Saturday, 26 August 2017

Price Action discretionary - trading Set up

5 Types of Set up

1. PB - (Pull Back)
2. CPB - (Corrective Pull Back)
3. BOF - (Break Out Failure)
4. BPB - (Breakout Pull Back)
5. TST - (Test Setup)

Deep look into the setups..

Lets do some question and answer session before going into the actual topic. As it is a static medium, I will play the role of the host and the interviewer for sometime. I really want you to understand this.

Why people don’t leave trading despite of their losses?

There might be so many reasons. They might always find some hope to recoup their losses. But the answer I am interested here is, trading is exciting. It is exciting for the people who gamble or novice traders, as they get pleasure from occasional profits (which comes out of luck).
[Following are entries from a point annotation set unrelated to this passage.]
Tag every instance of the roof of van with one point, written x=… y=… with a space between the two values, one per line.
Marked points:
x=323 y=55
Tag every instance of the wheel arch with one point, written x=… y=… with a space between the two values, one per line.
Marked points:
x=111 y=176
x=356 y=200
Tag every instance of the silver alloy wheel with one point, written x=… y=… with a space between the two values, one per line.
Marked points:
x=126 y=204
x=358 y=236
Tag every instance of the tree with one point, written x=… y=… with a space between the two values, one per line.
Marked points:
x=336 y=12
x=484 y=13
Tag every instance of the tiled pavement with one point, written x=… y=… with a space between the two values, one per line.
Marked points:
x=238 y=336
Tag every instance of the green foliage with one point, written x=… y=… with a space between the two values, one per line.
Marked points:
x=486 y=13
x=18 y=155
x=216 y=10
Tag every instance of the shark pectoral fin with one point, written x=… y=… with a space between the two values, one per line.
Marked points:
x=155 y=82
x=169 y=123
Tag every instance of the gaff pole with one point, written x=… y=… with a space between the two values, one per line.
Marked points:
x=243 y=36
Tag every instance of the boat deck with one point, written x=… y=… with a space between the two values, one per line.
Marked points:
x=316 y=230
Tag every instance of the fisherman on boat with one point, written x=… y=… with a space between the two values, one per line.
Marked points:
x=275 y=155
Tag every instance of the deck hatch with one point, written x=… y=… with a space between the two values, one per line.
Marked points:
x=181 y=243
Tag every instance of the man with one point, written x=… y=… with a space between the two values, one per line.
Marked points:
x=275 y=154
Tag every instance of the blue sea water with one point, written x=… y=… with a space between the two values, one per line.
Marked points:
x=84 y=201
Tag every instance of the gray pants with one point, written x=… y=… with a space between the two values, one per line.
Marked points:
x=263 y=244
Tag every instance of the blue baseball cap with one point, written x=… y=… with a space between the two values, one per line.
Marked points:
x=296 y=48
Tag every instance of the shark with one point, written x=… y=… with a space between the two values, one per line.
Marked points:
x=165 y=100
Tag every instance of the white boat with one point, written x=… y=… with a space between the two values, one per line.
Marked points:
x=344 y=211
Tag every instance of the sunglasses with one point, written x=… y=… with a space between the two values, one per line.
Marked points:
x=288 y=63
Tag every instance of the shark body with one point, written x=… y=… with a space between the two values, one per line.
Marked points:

It is exciting for the professionals, because they enjoy the uncertain market environment by respecting the odds and risk.

Why trading is exciting? 

You might have got the answer from the above explanation.  To bring this discussion forward, I am only concerned with the professional’s excitement. They know that the future cannot be accurately predicted. Everything works on odds and risk. His job, as a trader is to think about a trade when the odds are in his favor and the initial risk to take the trade is contained. He uses different methodologies to calculate those odds(we use price action for that), which is a different story. He knows that every moment in the market is unique.

The last sentence in bold is the one I am interested in this article. We all know that already, but we never truly understand that one sentence. If we have understood that, we won’t be trying to form rigid rules to take action in the markets. In the methodology we use, we have formed some rigid rules and to identify structure, bias, setup and stuff to understand the language of markets. But there is something that cannot be kept into rules, like required price interaction with the setup level, signs of exhaustion, etc.. They are unique for every trade you take. You might find some similarities from the trades you take, but no two entries exactly resemble the same type of price interaction and exhaustion.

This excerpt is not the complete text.